I could list a few hundred other examples of the way the GOP candidates have lost their way, their compassion and their marbles, but what’s the use? You’re all following the news, too, right?

If you’re also following the opinion pages, there is a glimmer of hope. In the same way that only Nixon could go to China, only a rock-solid conservative pundit could say what meaningfully what needs to be said about the worst of the GOP lot, Donald Trump.

In a recent column, George Will noted Trump’s “pluperfect unseriousness,” called one of his tirades “coarse, vulgar and nasty,” and then held out hope for Republicans, saying, “Fortunately, sufficient days remain for Republicans to reshuffle the deck, to relegate Trump’s rampaging to the nation’s mental attic.”

True to form, Trump called on Fox News to cut Will loose, calling him “boring and totally biased.” Biased? I suppose he is, in favor of the kind of conservatism that can be defended with reason, and indulged in by grown-ups.

Speaking of George Will, I have to add that the nation also owes him thanks for having gone on the offensive against another phony-baloney, dim-bulb conservative. If there were ever any doubts that Bill O’Reilly’s only enduring concern has been the success of Bill O’Reilly Inc., Will’s back-to-back columns about O’Reilly’s new book about Ronald Reagan should dispel them.

The first column opened with these words: “Donald Trump is just one symptom of today’s cultural pathology of self-validating vehemence with blustery certitudes substituting for evidence. Another is the fact that the book atop the New York Times nonfiction bestseller list is a tissue of unsubstantiated assertions.”

Apparently thinking he hadn’t made his point quite strongly enough, Will wrote about O’Reilly’s book again a few days later, calling O’Reilly an “opportunistic interloper” whose “vast carelessness pollutes history and debases the historian’s craft.”

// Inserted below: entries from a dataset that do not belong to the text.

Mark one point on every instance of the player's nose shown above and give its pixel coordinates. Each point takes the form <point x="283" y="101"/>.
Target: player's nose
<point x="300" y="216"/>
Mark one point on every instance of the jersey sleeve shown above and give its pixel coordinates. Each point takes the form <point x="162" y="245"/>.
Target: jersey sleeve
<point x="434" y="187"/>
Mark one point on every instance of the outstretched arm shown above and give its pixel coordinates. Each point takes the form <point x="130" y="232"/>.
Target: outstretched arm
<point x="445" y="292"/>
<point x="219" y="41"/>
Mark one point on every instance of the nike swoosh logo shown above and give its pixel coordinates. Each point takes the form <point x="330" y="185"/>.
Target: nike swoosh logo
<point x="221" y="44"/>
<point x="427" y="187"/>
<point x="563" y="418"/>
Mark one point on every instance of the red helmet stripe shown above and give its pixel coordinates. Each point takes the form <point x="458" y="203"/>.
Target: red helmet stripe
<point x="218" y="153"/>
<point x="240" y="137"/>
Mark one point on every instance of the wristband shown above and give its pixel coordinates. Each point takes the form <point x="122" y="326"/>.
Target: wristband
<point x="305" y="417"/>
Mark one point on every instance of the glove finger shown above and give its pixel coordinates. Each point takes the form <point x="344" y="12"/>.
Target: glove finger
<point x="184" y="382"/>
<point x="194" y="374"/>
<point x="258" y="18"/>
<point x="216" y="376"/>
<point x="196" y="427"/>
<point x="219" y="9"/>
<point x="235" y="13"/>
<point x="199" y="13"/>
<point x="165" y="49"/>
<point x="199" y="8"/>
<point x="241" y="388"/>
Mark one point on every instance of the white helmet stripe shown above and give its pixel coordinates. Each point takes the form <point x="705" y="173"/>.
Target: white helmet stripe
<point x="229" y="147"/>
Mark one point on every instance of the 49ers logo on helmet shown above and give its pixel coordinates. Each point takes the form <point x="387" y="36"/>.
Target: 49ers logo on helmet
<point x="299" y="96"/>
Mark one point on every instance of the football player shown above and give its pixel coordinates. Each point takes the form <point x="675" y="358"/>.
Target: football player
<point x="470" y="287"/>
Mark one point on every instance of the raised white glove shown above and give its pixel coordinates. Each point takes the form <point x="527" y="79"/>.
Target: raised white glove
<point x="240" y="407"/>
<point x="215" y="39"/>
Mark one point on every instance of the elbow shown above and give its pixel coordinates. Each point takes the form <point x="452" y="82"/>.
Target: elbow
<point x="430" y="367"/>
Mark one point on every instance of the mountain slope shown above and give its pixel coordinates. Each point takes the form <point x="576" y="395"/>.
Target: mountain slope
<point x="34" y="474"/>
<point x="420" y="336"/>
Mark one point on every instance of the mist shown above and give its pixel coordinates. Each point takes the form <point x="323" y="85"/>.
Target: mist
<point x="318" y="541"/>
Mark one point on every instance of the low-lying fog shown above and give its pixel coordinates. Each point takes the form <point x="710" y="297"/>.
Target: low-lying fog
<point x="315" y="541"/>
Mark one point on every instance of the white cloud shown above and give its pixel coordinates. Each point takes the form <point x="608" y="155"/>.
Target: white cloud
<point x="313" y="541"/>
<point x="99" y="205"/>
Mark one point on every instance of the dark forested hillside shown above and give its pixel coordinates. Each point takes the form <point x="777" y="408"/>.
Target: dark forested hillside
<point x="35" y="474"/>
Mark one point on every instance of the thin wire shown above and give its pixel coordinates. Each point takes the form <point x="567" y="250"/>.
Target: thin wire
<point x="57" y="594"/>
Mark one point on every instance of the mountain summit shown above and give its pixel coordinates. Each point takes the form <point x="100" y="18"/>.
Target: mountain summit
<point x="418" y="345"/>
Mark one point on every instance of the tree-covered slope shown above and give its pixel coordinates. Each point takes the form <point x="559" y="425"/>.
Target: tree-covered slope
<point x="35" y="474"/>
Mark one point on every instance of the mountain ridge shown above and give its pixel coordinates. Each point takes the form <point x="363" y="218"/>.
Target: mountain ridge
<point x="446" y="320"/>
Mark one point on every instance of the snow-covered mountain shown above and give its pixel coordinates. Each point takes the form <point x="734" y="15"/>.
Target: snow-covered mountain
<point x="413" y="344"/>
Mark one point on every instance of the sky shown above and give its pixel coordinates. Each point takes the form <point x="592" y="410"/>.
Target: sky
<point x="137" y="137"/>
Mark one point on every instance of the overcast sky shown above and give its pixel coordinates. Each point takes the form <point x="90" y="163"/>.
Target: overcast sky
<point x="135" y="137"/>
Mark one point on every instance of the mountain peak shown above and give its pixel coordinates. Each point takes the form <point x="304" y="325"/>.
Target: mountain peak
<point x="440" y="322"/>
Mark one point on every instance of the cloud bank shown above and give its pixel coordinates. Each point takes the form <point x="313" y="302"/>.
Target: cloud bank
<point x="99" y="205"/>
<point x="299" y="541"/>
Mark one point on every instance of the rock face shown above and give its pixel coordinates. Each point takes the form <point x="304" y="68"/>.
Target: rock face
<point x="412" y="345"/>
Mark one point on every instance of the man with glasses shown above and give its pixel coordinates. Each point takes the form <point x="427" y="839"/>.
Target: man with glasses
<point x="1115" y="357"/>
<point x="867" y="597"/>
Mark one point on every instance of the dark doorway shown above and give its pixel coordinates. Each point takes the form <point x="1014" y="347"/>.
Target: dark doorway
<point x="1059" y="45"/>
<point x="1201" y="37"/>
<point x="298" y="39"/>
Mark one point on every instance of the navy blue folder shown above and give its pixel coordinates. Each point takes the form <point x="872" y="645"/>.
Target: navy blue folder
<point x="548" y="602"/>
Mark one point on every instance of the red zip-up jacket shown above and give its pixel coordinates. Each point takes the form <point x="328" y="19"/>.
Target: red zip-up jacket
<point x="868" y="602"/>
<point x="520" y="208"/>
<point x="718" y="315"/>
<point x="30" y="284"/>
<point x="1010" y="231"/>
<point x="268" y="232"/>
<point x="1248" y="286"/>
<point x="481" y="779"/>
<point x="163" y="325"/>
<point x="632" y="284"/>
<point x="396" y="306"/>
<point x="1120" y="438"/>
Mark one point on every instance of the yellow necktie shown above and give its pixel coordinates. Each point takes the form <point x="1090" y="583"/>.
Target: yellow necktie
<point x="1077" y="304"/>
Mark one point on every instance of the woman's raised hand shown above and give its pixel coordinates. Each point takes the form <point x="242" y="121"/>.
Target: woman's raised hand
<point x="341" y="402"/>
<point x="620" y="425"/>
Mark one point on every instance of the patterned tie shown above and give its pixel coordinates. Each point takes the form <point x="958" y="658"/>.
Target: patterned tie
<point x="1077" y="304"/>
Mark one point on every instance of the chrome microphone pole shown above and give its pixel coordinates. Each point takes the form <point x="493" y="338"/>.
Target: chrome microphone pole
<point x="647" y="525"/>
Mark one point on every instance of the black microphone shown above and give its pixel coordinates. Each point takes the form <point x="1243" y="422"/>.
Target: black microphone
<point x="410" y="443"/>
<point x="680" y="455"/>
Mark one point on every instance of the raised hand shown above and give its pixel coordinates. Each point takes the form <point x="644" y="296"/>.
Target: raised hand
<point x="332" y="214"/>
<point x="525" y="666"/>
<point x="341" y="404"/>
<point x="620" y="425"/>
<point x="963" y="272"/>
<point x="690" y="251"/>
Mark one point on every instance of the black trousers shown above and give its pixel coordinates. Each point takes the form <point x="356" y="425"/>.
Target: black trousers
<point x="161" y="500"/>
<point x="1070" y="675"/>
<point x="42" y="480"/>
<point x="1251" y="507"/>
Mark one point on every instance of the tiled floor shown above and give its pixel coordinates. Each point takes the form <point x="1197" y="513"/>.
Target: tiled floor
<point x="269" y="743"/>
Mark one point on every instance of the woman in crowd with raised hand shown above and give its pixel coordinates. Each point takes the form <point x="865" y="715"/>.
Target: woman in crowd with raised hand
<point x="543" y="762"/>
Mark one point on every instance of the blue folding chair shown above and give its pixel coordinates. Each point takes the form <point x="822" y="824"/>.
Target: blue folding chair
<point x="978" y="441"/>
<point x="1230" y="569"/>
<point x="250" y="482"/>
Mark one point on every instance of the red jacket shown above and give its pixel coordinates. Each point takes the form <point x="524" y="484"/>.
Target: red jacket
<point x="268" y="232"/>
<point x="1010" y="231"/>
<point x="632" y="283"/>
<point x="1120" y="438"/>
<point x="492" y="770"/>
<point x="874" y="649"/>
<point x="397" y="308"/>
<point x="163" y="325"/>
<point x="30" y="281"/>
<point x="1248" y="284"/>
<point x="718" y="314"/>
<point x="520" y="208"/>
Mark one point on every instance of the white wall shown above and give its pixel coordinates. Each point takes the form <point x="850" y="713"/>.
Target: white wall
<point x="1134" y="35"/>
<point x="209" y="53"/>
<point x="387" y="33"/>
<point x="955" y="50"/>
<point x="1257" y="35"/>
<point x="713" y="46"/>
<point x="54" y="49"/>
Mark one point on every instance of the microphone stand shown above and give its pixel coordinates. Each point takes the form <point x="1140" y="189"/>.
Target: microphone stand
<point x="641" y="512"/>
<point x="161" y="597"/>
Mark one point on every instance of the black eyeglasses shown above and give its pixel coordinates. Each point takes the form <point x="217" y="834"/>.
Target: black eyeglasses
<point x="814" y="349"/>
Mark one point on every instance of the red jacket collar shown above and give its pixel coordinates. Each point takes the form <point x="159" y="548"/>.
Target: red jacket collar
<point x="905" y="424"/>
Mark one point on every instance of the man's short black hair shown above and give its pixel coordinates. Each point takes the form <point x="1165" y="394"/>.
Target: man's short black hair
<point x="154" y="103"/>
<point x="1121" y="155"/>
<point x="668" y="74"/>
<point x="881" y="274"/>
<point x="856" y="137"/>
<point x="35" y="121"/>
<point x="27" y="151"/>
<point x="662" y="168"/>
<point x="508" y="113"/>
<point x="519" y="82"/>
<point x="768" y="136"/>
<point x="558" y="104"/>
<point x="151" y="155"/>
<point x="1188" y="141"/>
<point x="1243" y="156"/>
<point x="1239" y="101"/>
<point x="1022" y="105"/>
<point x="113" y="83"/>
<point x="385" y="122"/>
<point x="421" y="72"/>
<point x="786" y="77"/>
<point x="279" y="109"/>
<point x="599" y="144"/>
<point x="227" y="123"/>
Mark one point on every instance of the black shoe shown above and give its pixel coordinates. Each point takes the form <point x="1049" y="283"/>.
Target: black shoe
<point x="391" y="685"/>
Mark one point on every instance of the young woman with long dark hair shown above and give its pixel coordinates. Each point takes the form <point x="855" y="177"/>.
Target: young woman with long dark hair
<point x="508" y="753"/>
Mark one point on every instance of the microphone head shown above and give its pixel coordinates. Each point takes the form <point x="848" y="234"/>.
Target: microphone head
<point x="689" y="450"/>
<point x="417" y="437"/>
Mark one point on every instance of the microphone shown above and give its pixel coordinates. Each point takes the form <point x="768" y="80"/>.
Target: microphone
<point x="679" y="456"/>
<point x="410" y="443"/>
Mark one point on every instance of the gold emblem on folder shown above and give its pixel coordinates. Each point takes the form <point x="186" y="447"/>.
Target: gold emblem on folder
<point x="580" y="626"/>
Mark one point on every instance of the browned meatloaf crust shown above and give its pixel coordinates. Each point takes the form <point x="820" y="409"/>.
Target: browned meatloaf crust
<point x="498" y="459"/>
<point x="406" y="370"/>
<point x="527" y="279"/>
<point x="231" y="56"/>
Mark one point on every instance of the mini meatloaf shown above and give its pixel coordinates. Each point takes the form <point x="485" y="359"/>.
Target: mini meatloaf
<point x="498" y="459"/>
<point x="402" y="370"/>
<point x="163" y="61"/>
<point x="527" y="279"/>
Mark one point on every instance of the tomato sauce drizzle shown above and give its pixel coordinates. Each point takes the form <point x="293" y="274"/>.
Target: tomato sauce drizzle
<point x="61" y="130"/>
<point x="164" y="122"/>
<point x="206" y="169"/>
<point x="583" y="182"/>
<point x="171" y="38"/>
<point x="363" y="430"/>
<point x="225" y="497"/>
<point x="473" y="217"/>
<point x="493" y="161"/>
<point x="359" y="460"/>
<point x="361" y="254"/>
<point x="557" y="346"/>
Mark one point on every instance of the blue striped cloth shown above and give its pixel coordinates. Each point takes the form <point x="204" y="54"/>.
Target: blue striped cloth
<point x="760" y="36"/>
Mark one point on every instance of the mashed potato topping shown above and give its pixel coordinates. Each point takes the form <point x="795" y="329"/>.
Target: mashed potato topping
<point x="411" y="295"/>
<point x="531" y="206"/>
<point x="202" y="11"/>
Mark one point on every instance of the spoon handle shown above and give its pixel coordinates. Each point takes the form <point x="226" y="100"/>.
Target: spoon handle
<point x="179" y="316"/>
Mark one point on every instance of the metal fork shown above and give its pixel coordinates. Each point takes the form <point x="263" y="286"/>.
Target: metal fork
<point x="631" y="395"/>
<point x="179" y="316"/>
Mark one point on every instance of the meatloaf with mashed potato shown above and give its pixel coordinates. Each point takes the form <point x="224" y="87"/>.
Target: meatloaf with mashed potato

For some reason, the words “pathology” and “blustery” made me think of Rush Limbaugh, whom I listen to occasionally, mostly in awe at how consistently he debases the talk-show host’s craft. Anyway, one of his favorite points lately is that despite the efforts of the leftist media to destroy Trump and Carson, the two just keep gaining more followers.

That is true, but almost all those followers are on the fringes of the Republican Party, showing once again that pandering to the lowest common denominator is a great way to win primaries but a terrible way to run for president.

By far the most depressing thought is that things only get worse as we get closer to Election Day. We still have 351 days, and lots of car wrecks, to go.